Mais ne cédons pas à l’extrême inverse. Des vidéos tournent sur les réseaux sociaux de groupuscules « anti-masque » qui poussent à la rébellion. « Ne portez pas le masque, on vous enlève le droit de respirer. Respirer est un droit fondamental, c’est de la maltraitance, rebellez vous ! »
Quelle erreur de la part des adultes que de réagir dans cette impulsivité !
Sous couvert de la bienveillance, on en oublie ici la valeur fondamentale du respect du cadre, des limites, des règles qui sont posées pour notre sécurité et notre protection individuelle et collective.
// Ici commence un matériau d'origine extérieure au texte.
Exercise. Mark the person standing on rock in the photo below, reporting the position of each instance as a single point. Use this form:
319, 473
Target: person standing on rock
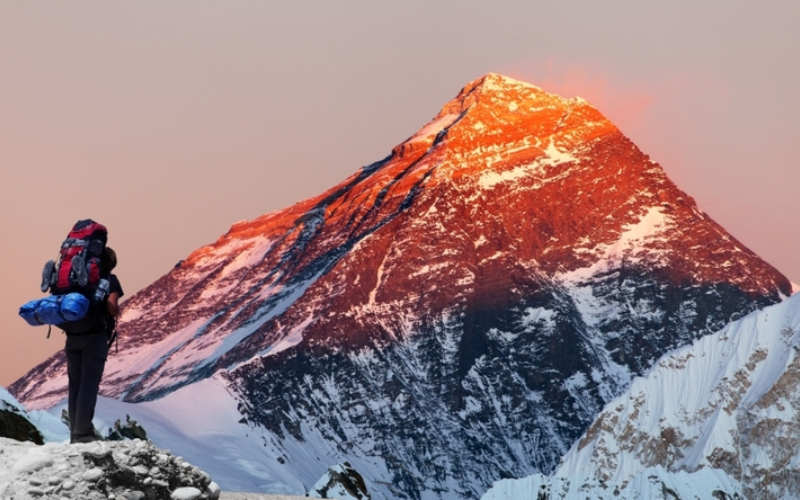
87, 352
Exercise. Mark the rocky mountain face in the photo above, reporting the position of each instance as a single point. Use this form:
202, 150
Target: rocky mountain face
720, 415
456, 313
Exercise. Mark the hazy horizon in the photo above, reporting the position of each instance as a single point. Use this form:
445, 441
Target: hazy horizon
170, 122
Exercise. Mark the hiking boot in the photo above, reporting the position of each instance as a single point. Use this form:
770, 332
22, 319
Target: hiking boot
79, 270
85, 438
47, 275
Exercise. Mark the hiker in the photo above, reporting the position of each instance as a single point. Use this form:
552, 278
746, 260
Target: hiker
87, 352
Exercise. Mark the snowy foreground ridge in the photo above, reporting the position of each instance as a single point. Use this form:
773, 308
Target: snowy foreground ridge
717, 419
122, 469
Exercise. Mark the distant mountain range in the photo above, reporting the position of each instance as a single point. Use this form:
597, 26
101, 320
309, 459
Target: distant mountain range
457, 313
716, 419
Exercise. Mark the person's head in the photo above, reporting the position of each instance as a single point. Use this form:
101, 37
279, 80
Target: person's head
108, 259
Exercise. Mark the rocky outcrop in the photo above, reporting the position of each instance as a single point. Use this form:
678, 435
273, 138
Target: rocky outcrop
14, 423
130, 470
722, 412
341, 481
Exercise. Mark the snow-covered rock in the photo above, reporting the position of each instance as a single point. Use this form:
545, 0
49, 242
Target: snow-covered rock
14, 420
341, 481
101, 470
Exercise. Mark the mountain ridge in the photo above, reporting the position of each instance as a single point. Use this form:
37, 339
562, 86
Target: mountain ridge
492, 283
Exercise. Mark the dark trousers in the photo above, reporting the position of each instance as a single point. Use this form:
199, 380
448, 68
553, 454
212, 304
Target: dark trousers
86, 359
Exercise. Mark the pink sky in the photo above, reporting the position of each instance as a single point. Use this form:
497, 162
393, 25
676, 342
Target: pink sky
168, 122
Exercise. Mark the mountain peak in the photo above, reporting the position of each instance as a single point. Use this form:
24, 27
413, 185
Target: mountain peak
491, 283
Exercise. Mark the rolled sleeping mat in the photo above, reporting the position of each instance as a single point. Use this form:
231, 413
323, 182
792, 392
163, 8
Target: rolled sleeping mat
55, 309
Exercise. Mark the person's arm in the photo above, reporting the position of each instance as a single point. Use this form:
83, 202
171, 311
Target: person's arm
113, 304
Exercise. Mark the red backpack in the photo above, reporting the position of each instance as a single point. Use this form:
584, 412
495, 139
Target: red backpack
78, 266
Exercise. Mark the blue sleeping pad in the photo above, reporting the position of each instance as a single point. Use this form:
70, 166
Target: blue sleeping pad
55, 309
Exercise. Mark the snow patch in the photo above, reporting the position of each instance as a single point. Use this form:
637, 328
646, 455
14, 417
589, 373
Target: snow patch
551, 156
434, 127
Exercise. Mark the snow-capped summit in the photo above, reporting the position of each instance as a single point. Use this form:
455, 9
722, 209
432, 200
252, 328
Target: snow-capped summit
455, 313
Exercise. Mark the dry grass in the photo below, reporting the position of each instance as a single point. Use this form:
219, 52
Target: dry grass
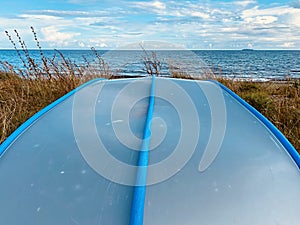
278, 101
23, 92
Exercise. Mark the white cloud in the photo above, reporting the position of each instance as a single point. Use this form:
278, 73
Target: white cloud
157, 5
55, 37
261, 19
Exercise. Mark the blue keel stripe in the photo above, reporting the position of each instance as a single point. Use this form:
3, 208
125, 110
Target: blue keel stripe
139, 193
36, 116
283, 140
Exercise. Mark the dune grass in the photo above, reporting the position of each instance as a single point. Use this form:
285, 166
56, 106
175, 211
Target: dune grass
23, 92
277, 101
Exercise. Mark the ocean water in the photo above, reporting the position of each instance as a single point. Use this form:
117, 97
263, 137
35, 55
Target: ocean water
256, 65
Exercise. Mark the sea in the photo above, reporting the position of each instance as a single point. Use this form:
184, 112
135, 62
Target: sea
248, 64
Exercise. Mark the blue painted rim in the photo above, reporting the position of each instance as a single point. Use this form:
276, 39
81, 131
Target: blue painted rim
10, 139
283, 140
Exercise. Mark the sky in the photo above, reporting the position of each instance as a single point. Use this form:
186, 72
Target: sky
193, 24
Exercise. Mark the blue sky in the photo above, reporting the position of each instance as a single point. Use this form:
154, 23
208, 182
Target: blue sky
193, 24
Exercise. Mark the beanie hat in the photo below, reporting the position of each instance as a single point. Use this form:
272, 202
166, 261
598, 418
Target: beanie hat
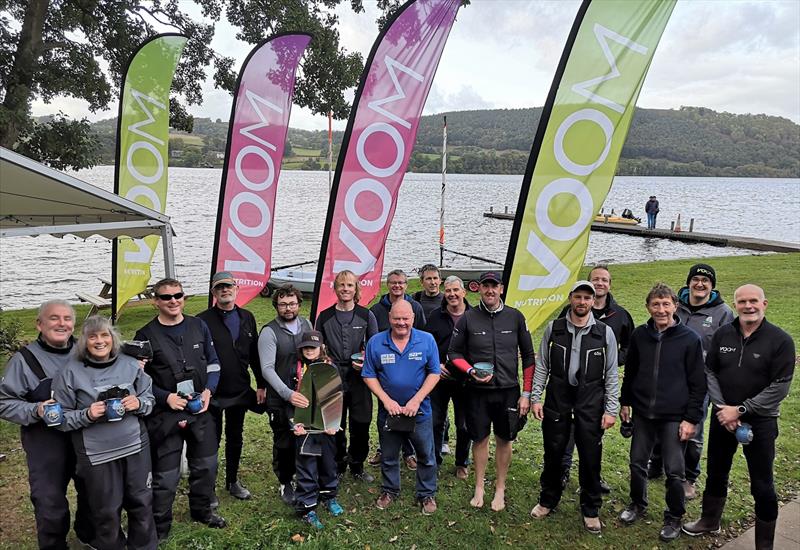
705, 270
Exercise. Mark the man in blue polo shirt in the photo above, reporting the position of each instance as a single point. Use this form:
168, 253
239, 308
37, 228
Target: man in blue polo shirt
401, 367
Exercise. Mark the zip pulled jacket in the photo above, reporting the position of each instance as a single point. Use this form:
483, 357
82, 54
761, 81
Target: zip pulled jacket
440, 325
381, 312
664, 376
80, 384
499, 337
591, 387
706, 319
620, 321
235, 356
21, 390
755, 372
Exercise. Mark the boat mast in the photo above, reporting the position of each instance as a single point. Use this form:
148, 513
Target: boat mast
444, 182
330, 151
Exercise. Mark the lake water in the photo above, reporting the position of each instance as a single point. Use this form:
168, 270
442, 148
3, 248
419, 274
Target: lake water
38, 268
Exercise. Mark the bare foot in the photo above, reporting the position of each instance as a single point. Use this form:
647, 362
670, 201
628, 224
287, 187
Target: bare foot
499, 501
477, 499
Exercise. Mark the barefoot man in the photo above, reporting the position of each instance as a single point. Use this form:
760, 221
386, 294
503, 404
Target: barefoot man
493, 333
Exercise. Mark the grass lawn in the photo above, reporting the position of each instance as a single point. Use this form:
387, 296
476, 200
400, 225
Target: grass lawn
265, 522
306, 152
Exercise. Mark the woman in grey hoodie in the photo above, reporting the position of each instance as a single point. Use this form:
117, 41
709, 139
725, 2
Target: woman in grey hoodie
105, 395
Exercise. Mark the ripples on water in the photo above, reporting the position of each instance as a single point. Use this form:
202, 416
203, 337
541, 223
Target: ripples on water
38, 268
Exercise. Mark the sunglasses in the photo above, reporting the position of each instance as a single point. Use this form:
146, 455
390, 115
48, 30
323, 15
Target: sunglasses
168, 297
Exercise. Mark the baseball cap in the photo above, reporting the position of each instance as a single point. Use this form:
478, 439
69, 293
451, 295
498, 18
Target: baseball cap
222, 278
491, 276
310, 339
585, 285
702, 269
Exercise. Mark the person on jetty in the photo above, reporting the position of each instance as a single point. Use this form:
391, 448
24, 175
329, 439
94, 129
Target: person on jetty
702, 309
440, 324
277, 348
749, 367
317, 479
607, 310
578, 364
397, 281
235, 334
664, 385
495, 333
346, 326
401, 367
184, 366
113, 453
24, 391
651, 209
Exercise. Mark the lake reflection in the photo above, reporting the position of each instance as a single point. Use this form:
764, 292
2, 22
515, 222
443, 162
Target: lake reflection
34, 269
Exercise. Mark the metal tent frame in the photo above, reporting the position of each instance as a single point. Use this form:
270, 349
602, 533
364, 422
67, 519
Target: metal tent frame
38, 200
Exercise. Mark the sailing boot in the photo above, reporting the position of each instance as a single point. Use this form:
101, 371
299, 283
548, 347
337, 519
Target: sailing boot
765, 534
709, 519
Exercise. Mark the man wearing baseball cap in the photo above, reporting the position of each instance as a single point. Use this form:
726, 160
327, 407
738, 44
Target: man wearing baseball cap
578, 365
493, 333
651, 209
662, 392
702, 309
235, 336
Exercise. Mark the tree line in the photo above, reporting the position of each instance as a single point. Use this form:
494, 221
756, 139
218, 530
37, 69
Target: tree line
690, 141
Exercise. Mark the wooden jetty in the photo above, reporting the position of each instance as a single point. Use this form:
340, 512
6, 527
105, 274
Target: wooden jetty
748, 243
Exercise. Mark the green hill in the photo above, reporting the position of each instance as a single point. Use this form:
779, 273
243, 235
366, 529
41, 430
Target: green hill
690, 141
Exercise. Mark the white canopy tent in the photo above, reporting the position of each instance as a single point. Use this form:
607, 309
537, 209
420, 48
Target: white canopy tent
38, 200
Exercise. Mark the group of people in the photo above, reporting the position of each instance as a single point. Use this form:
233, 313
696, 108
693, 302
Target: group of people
126, 420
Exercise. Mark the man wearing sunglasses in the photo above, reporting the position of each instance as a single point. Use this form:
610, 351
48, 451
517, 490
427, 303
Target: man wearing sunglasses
184, 365
235, 336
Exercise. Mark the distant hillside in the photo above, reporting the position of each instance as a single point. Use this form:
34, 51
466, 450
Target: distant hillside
690, 141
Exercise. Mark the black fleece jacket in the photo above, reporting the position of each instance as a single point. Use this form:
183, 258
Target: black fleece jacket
664, 373
441, 326
620, 321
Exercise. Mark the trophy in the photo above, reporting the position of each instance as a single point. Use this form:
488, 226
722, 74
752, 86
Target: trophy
322, 386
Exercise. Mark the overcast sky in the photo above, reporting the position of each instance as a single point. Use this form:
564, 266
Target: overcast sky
729, 55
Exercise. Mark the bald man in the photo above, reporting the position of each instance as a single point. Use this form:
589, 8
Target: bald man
401, 367
749, 368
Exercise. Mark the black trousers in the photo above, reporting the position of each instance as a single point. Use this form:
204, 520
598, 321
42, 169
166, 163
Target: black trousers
234, 430
283, 452
442, 394
51, 464
645, 434
201, 453
356, 417
589, 440
760, 456
316, 471
121, 483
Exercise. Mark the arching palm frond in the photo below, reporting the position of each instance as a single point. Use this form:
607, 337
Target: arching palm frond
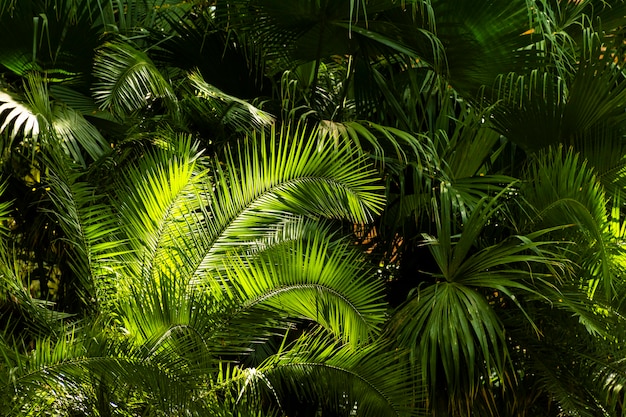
90, 227
37, 121
237, 114
373, 381
128, 80
317, 279
276, 175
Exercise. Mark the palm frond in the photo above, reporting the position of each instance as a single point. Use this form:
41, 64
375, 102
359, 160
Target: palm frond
315, 278
128, 80
277, 174
231, 111
371, 381
90, 228
564, 190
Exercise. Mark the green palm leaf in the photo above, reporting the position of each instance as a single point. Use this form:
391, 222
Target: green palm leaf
128, 80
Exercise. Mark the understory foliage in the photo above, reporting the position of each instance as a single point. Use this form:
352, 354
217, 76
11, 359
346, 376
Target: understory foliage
312, 208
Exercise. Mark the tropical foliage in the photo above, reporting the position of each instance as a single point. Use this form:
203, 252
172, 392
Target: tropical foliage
313, 208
L’enfant est alors pris en otage dans un conflit de loyauté insupportable. Comment grandir et se sentir en sécurité si les adultes deviennent non congruents entre eux et expriment tant de messages paradoxaux ?
La bienveillance ne doit pas rimer avec dérogation à la règle, c’est dangereux pour tous.
Nous parlons en psychologie de fermeté bienveillante. Il ne s’agit pas de céder mais d’accompagner les émotions de l’enfant pour qu’il puisse s’adapter, faire avec ce masque. Ni imposer la règle sans écoute de l’autre ni céder à l’annulation de la règle. C’est cette voix du milieu qu’il nous faut chercher ensemble, en cohérence.
Je peux pas, j’ai masque !
Une autre peur pointe son nez face à ce nez justement qu’il nous faut masquer…
Utiliser ce masque comme stratégie d’évitement…
« Je ne peux pas madame c’est à cause du masque ! Je n’arrive pas à me concentrer c’est à cause du masque… je ne peux pas bien écouter, bien apprendre, bien comprendre… je ne peux pas bien travailler à cause de ce masque »
Quelle formidable stratégie d’évitement que l’on vient d’offrir à nos enfants ! Ce masque va devenir le responsable de la difficulté scolaire de nos enfants et hop, voilà une pirouette assurée pour se déresponsabiliser et attribuer à ce facteur extérieur toutes les causes de nos difficultés internes.
C’est exactement la même situation que pour d’autres stratégies d’évitement. Souvent nous entendons de la part des parents ou des profs « il se cache derrière sa dyslexie, son HP, son TDA/H… Il s’en sert comme d’une arme puissante pour ne rien faire »
Oui les troubles des apprentissages peuvent servir de stratégie d’évitement à nos enfants… alors nous avons tendance à vouloir prendre directement la posture inverse et oublier les particularités ou les troubles « je m’en fiche de ton trouble, travaille ! » mais c’est une erreur… car le trouble existe quand même et freine vraiment l’enfant dans ses apprentissages.
Comme ce masque… il vient vraiment perturbé l’enseignement et l’apprentissage.
Comment bien faire la part entre la stratégie d’évitement et les réelles difficultés de l’enfant ?
Ici aussi, convoquons notre bienveillance…
Se cacher derrière son masque. Oui c’est de l’évitement. Mais là où il y a évitement, il y a difficulté. On se masque et on évite parce qu’une peur taraude. Bienveillance et empathie seront nécessaires pour faire émerger cette peur, pour l’écouter et la comprendre. Prendre ce comportement de front, tenter d’annuler la stratégie d’évitement sans considérer la peur qui rode derrière n’apportera qu’amplification de l’évitement, verrouillage, silence ou opposition.
Replacer la bienveillance au creux de notre rapport à nous même et au monde est en effet essentiel aujourd’hui pour nous, pour nos enfants, pour l’évolution de notre société. Prenons le temps d’éclairer cette valeur, de nous l’approprier, de l’incarner.
La bienveillance nous invite à prendre soin de nos émotions pour mieux prendre soin de celles des autres.
A l’heure où l’hygiène sanitaire prend une place considérable dans nos vies, éduquons également à une meilleure hygiène émotionnelle pour notre évolution tant en terme individuel, que familial, groupal ou sociétal.